Василий Яковлевич только рукой махнул.
Утешить Абрютина, что отправка в армию во все времена сопровождалась пьянкой? Не зря Николай II, в один день с августовским Манифестом о начале войны с Германией, объявил еще и «сухой закон». Да и в далекомбудущем не лучше[2].
— Так что господину товарищу министра отписать?
— Отпиши Его Превосходительству, что я прошу дать мне недельку подумать, — сказал Абрютин. — Мне же еще с Верой посоветоваться надо. Да и с делом по ворам нужно закончить.
— Это обязательно, — кивнул я. — Когда с Верой Львовной советоваться станешь, не забудь, что в Петербурге гимназий хватает, вам не придется в Вологду ездить, чтобы сынишку навещать. Все время перед глазами будет, накормлен и напоен.

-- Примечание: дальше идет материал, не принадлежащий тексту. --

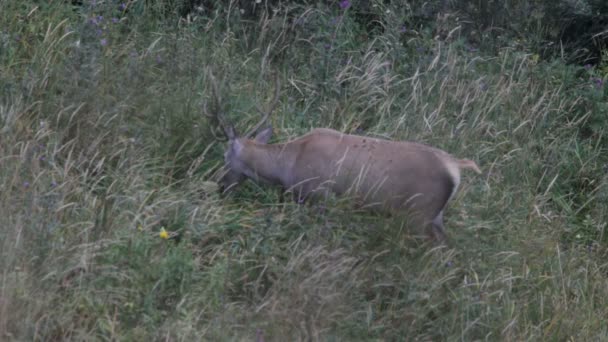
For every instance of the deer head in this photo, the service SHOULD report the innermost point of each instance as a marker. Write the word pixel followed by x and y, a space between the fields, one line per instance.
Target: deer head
pixel 234 170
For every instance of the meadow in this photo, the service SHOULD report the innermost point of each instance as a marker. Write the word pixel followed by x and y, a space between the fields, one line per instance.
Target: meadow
pixel 112 228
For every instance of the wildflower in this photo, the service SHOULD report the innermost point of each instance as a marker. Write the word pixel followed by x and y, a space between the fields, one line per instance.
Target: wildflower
pixel 344 4
pixel 163 233
pixel 599 82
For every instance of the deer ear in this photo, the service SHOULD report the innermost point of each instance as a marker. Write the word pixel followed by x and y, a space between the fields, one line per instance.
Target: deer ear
pixel 264 135
pixel 230 132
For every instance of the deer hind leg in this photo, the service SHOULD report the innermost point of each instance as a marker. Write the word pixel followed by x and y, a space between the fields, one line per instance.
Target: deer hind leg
pixel 437 231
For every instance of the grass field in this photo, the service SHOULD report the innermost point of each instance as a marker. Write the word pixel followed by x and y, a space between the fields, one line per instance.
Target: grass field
pixel 103 144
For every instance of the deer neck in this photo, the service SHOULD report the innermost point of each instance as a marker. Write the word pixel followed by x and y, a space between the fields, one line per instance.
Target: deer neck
pixel 266 163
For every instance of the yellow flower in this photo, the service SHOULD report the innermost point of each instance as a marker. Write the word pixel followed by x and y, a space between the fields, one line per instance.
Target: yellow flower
pixel 163 233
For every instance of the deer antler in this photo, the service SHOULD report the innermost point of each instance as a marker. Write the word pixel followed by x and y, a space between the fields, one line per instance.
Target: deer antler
pixel 216 114
pixel 266 113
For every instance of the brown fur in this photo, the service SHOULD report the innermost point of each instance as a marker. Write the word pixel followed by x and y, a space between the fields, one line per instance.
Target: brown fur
pixel 380 174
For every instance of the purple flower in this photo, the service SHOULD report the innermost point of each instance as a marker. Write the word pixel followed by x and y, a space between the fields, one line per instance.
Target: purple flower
pixel 483 86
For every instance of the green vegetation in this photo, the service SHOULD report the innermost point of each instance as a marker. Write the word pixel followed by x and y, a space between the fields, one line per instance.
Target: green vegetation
pixel 103 144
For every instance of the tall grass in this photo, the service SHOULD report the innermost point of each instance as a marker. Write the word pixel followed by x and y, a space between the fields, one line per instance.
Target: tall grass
pixel 104 143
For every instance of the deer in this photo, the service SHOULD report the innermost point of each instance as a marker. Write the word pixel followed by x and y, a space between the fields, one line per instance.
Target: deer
pixel 380 174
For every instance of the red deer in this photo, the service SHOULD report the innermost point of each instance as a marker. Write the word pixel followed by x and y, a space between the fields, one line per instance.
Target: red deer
pixel 393 176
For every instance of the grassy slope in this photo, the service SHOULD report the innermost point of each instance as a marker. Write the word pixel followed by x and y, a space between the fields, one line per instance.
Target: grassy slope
pixel 103 143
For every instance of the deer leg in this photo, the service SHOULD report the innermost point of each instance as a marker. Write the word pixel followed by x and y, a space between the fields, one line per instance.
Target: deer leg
pixel 437 231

— Змей ты, Иван Александрович.
[1] Если что, это романс на стихи Федора Тютчева.
[2] Вот здесь опять автор вмешивается в рассуждения главного героя. Не исключено, что нынче со всем этим строго, а вот когда автор в далеком 1984 году сам отправлялся на срочную службу, то… В общем, все меня поняли.
Глава одиннадцатаяМне звезда упала на ладошку
— Ванечка, а ты можешь пообещать мне одну вещь? — спросила Лена, осторожно проведя пальчиком по моей щеке.

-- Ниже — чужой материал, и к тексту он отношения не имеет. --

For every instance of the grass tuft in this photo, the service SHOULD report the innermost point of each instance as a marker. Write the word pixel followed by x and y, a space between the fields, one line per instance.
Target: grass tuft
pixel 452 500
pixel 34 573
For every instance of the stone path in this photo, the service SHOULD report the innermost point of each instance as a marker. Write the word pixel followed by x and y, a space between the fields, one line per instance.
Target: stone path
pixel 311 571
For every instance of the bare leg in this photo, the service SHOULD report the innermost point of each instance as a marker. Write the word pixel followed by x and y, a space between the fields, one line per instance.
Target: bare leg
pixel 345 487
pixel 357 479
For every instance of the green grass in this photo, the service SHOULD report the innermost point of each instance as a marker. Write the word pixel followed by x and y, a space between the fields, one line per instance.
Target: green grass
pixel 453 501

От ее нежного прикосновения захотелось замурлыкать.
— Все, что угодно, — откликнулся я, изловив маленькую ладошку и поцеловав ее у запястья. — Пообещать — это всегда пожалуйста! Как говорят — обещать, не жениться.
— Ваня, я не шучу, — выпятила губу кареглазая гимназистка.
Вот в эту оттопыренную губу я ее и поцеловал.
— Аленка, так и я серьезно. Можно обещать только выполнимое. Поэтому, ты мне сначала скажи — что пообещать должен? — хмыкнул я.
Аленкой я стал называть Леночку недавно, но ей это имя ужасно нравилось. Да и мне тоже. Все время говорить Лена или Леночка, как-то приторно, а называть невесту Ленкой язык не поворачивался. Одна Ленка у меня уже есть. Вернее, была.
— Нет, ты сначала пообещай, а потом я скажу, что ты мне должен пообещать.
— Солнышко мое, но так же нельзя. Я тебе сейчас ляпну — а ты мне скажешь, мол, желаю, чтобы я, предположим, с моста спрыгнул… Хотя, если потребуешь — спрыгну. Это-то как раз исполнимо.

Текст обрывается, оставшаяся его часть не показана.